Un projet (timidement) contesté

L’opposition peine à se mobiliser face au président.

Publié le 14 janvier 2008 Lecture : 3 minutes.

Atomisée par les ambitions personnelles et affaiblie par le désintérêt croissant des populations à l’égard de la politique, l’opposition ne semble pas en mesure de contrarier un projet présidentiel qu’elle considère pourtant comme une manuvre visant à assurer le maintien au pouvoir du chef de l’État après 2011. Après l’annonce impromptue du 31 décembre, les leaders se sont néanmoins lancés dans les arguties juridiques pour le dénoncer.
Adamou Ndam Njoya, de l’Union démocratique du Cameroun (UDC), souhaite ainsi une « refonte générale » de la Constitution pour changer d’autres dispositions du texte adopté le 16 janvier 1996, comme l’introduction du scrutin à deux tours. Jean Jacques Ekindi (Mouvement progressiste – MP), y est également favorable, mais à la condition formelle que son adoption passe par un référendum. Ces propositions sont rejetées par ceux qui s’opposent à l’idée même de toucher à la Loi fondamentale.
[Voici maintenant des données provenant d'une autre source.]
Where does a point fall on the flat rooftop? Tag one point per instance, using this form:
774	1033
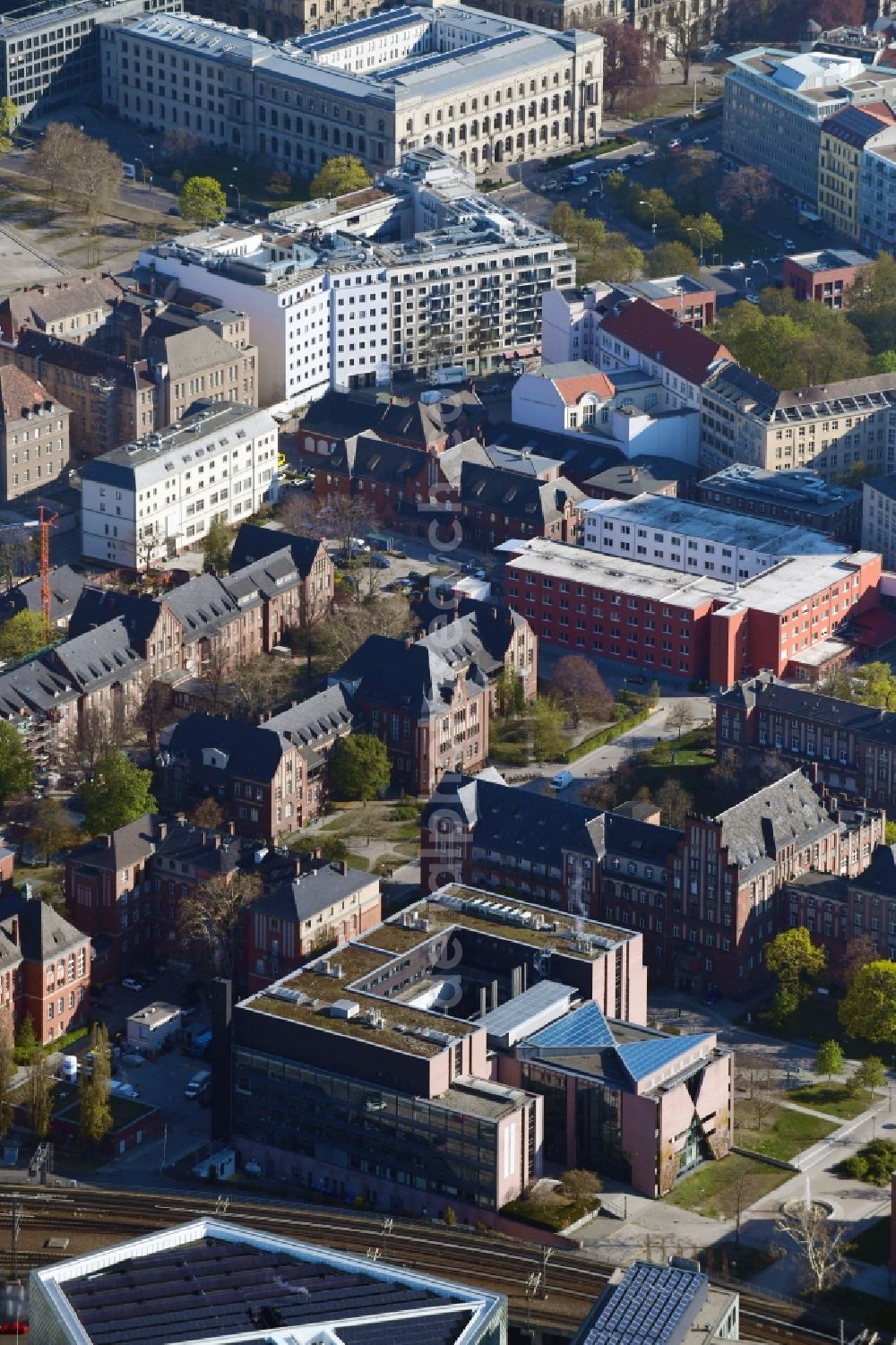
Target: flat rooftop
715	525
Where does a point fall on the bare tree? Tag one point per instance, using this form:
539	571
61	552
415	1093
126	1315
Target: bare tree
821	1248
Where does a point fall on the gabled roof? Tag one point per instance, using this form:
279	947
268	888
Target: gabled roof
658	335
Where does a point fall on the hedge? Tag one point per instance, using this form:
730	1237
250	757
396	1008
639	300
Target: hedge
608	735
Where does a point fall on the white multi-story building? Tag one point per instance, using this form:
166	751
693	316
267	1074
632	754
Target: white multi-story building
156	496
694	539
493	91
335	306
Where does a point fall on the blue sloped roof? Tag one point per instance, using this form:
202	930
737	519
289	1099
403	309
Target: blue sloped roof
643	1057
584	1028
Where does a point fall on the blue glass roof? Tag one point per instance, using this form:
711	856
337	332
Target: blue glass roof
584	1028
644	1057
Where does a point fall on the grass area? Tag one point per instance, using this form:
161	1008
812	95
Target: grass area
872	1245
713	1189
783	1133
831	1098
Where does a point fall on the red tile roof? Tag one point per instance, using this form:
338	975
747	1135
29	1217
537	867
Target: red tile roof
655	332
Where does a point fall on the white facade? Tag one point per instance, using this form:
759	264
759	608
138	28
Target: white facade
153	498
694	539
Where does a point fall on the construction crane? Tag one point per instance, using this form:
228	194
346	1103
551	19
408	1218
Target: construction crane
43	522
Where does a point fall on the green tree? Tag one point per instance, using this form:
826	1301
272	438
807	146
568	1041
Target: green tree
868	1007
359	767
340	175
829	1059
8	113
94	1103
672	258
16	767
202	199
869	1075
217	547
797	961
22	635
118	792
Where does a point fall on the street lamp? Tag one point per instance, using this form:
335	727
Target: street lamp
650	206
692	228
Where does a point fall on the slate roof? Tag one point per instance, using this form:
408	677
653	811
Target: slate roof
43	934
658	335
515	496
778	815
254	542
99	657
65	591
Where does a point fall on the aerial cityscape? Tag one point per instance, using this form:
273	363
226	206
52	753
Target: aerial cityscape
448	671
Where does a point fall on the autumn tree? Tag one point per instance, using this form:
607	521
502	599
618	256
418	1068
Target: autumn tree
868	1007
94	1106
580	689
202	201
340	175
210	918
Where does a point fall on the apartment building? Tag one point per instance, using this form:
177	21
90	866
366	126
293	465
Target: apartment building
826	429
799	498
334	306
700	627
397	81
694	539
850	746
34	435
844	142
156	496
50	53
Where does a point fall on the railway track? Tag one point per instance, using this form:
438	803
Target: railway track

À l’image de Mila Assouté, ancien député du courant « moderniste » du Rassemblement démocratique du peuple camerounais (RDPC, au pouvoir) en exil en France, qui ne « comprend pas qu’on en soit à modifier un texte qui n’a jamais été entièrement appliqué ». « Alors que nous attendons toujours la mise en place du Sénat et la mise en uvre de la décentralisation, dénonce-t-il, le texte est déjà modifié, sans qu’aucune évaluation n’ait été faite. » À l’entendre, pour avoir lui-même inscrit la limitation des mandats dans la Constitution, Paul Biya « ne peut se prévaloir de sa propre turpitude » en estimant qu’elle est désormais devenue un « obstacle antidémocratique ».
« La retraite n’existe pas que pour les ouvriers », persifle pour sa part Garga Haman Adji, de l’Alliance pour la démocratie et le développement (ADD). « Je souhaite que le président Biya réfléchisse aux conséquences dramatiques que cette initiative malencontreuse pourrait occasionner », poursuit-il.
Quelques têtes dures sont allées plus loin que la mêlée. Anicet Ekane, de l’UPC-Manidem, appelle insidieusement depuis quelques mois le nouveau « citoyen-émeutier » camerounais à « envahir le stade » pour exiger « le respect de ses droits ». Cet activiste nationaliste s’inspire du modèle inauguré à Abong-Mbang (Est), dont les habitants ont obtenu le rétablissement de l’électricité à la suite d’une émeute au cours de laquelle deux lycéens ont été mortellement blessés par balle. Sur la même ligne dure, on retrouve aussi le dissident en exil au Burkina Faso, Guerandi Mbara, qui considère que le débat actuel n’est qu’un « divertissement en dehors de tout État de droit ». Leurs initiatives restent isolées.

Du rififi au RDPC
En attendant que les personnalités de l’opposition se décident à fédérer les mécontentements (et entretenant le secret espoir que le cardinal-archevêque de Douala Christian Tumi se mêle de l’affaire), quelques manifestants, estimés à un millier par la presse indépendante, sont descendus dans la rue, le 6 janvier, à Douala pour protester contre le projet de modification.
Mais on voit mal aujourd’hui ce qui pourrait empêcher le locataire du palais d’Etoudi de dormir.
Si tant est qu’il ait du souci à se faire, Paul Biya doit donc plutôt – et paradoxalement – surveiller ses propres troupes. Malgré les motions de soutien en provenance d’une partie de l’élite politico-administrative du pays, l’ultra-dominant RDPC n’a pas encore dégagé de consensus autour de l’idée d’un autre mandat à la tête du Cameroun. Certes, les membres du fameux G11, ce groupe de personnalités qui préparait l’après-Biya, ont été écartés des cercles du pouvoir lors du dernier remaniement ministériel. Mais les quinquas piaffent d’impatience à l’ombre du chef, qui aura 78 ans en 2011. Au Parlement, des élus RDPC n’hésitent plus à contrarier de manière frontale les consignes données par la direction du parti. Ainsi d’Adama Modi, député du Mayo Kani Sud (Extrême Nord) qui s’est opposé en septembre 2007 à la reconduction de Djibril Cavaye Yéguié – en poste depuis seize ans – au perchoir de l’Assemblée nationale. Un culot qui a sidéré jusque dans les rangs du parti, d’autant que la modification annoncée passera forcément par l’Assemblée nationale, qui avait déjà adopté la Constitution en 1996. Malgré son écrasante majorité, le parti au pouvoir pourrait pâtir du désordre dans ses rangs.